Veseli, who heads a three-party coalition in the small Balkan country, was elected speaker on September 7 by a vote of 62-52. Following the vote, President Hashim Thaci officially gave the mandate to former guerrilla commander and ex-Prime Minister Ramush Haradinaj to form a new government.
The move comes days after the PDK agreed to a deal with the junior New Alliance for Kosovo party to form a government, potentially ending the political crisis sparked by inconclusive elections on June 11.
The September 4 accord gave the coalition, which includes the Alliance for the Future of Kosovo (AAK) along with ethnic minorities, 63 of parliament's 120 seats.
The Veseli bloc, dominated by former fighters against Serbian rule, was able to secure the parliamentary majority and the right to form a government through a deal with ethnic Serb lawmakers of the Lista Srpska party.
A party official said Lista Srpska lawmakers committed to back the vote for the speaker but said it would decide "following consultations" with Serbian President Aleksandar Vucic and other Serbian officials whether to support a new government.
Kosovo, a country of 1.8 million people, 90 percent of whom are ethnic Albanian, declared independence from Serbia in 2008.
The independence has been recognized by more than 110 countries, including big Western powers, but not by Serbia or Russia.
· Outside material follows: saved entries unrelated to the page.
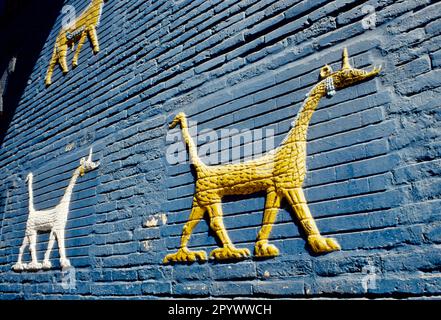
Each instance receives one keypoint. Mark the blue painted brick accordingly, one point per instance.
(372, 156)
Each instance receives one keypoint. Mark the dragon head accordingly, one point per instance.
(346, 76)
(87, 165)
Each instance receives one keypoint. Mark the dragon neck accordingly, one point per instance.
(300, 124)
(69, 190)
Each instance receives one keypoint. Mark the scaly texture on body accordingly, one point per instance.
(280, 173)
(77, 31)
The ruling coalition backs Thaci who, as expected, nominated AAK leader Haradinaj as prime minister and gave him the formal mandate to form a government -- a move now likely to be approved by the Veseli-led parliament.
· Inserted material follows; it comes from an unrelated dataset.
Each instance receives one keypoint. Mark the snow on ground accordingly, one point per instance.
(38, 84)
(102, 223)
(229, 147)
Thaci headed the PDK before he resigned as required to assume the presidency.
Haradinaj, himself a former guerrilla commander in the battle for independence, twice has stood trial before the United Nations war crimes court for former Yugoslavia and was acquitted.
He is still wanted by Belgrade under charges including murder and torture during and after the 1998-99 war in Kosovo, which led to NATO air strikes that helped the Kosovars drive Serbian forces out of the country.
Haradinaj briefly held the prime minister post in 2005.
"Finally, Kosovo has started to move...We had some big delays and our institutions now will be formed," Haradinaj said after the coalition deal reached on September 4.
There are about 120,000 ethnic Serbs in Kosovo and most of them, mainly in the north, oppose the Pristina authorities.
Kosovar Albanians oppose greater autonomy for Serb-dominated municipalities, saying that this would give Belgrade more influence in the country.
The European Union has pushed for Kosovo and Serbia to normalize ties, hosting a meeting late last month in Brussels between Thaci andr Vucic.